For iterative FCS (chained equations) with non-monotone missingness,
see the [Introduction vignette](https://polkas.github.io/miceFast/articles/miceFast-intro.html#iterative-fcs-chained-equations-with-micefast).

### Naive imputation (baseline only)

```r
# Quick baseline. Biased; does not account for relationships between variables.
naive_fill_NA(air_miss)
```

See the [Introduction vignette](https://polkas.github.io/miceFast/articles/miceFast-intro.html) for weights, the OOP interface, log-transformations, and more.

---

## Key Features

- **Object-Oriented Interface** via `miceFast` objects (Rcpp modules).
- **Convenient Helpers**:  
  - `fill_NA()`: Single imputation (`lda`, `lm_pred`, `lm_bayes`, `lm_noise`).  
  - `fill_NA_N()`: Multiple imputations. Averaged draws for `lm_bayes`/`lm_noise`; nearest-neighbour sampling for `pmm`.  
  - `pool()`: Pool multiply imputed results using Rubin's rules.  
  - `VIF()`: Variance Inflation Factor calculations.  
  - `naive_fill_NA()`: Automatic naive imputations.  
  - `compare_imp()`: Compare original vs. imputed values.  
  - `upset_NA()`: Visualize NA structure using [UpSetR](https://cran.r-project.org/package=UpSetR).

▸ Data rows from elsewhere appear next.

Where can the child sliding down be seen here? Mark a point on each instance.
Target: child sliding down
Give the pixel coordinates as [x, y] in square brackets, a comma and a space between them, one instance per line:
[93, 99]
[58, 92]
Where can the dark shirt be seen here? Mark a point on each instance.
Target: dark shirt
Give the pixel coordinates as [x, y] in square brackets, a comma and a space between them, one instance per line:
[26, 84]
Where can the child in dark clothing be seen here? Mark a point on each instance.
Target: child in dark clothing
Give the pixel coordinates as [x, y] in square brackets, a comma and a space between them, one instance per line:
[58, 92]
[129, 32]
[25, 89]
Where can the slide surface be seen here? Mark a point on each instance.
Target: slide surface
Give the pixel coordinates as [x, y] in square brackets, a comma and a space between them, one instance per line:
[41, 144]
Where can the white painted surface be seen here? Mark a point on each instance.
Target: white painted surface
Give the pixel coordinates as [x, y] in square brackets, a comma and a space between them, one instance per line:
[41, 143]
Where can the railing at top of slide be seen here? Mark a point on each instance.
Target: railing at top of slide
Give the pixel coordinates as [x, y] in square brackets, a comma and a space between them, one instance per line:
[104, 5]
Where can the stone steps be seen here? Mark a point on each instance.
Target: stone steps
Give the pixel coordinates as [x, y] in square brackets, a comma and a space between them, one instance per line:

**Quick Reference Table**:

| Function        | Description                                                                 |
|-----------------|-----------------------------------------------------------------------------|
| `new(miceFast)` | Creates an OOP instance with numerous imputation methods (see the vignette). |
| `fill_NA()`     | Single imputation: `lda`, `lm_pred`, `lm_bayes`, `lm_noise`.                   |
| `fill_NA_N()`   | `lm_bayes`/`lm_noise`: averages *k* draws. `pmm`: samples from *k* nearest observed values (works for both continuous and categorical). |
| `pool()`        | Pools estimates from *m* imputed datasets using Rubin's rules. Works with any model that has `coef()` and `vcov()`. |
| `VIF()`         | Computes Variance Inflation Factors.                                         |
| `naive_fill_NA()` | Performs automatic, naive imputations.                                     |
| `compare_imp()` | Compares imputations vs. original data.                                      |
| `upset_NA()`    | Visualizes NA structure using an UpSet plot.                                 |

---

## Performance Highlights

Median timings on 100k rows, 10 variables, 100 groups (R 4.4.3, macOS M3 Pro, [optimized BLAS/LAPACK](https://cran.r-project.org/bin/macosx/RMacOSX-FAQ.html#Which-BLAS-is-used-and-how-can-it-be-changed_003f)):

Imputation quality (SSE) is comparable to mice across all models.

![](man/figures/g_summary.png)

Full benchmark script: `inst/extdata/performance_validity.R`.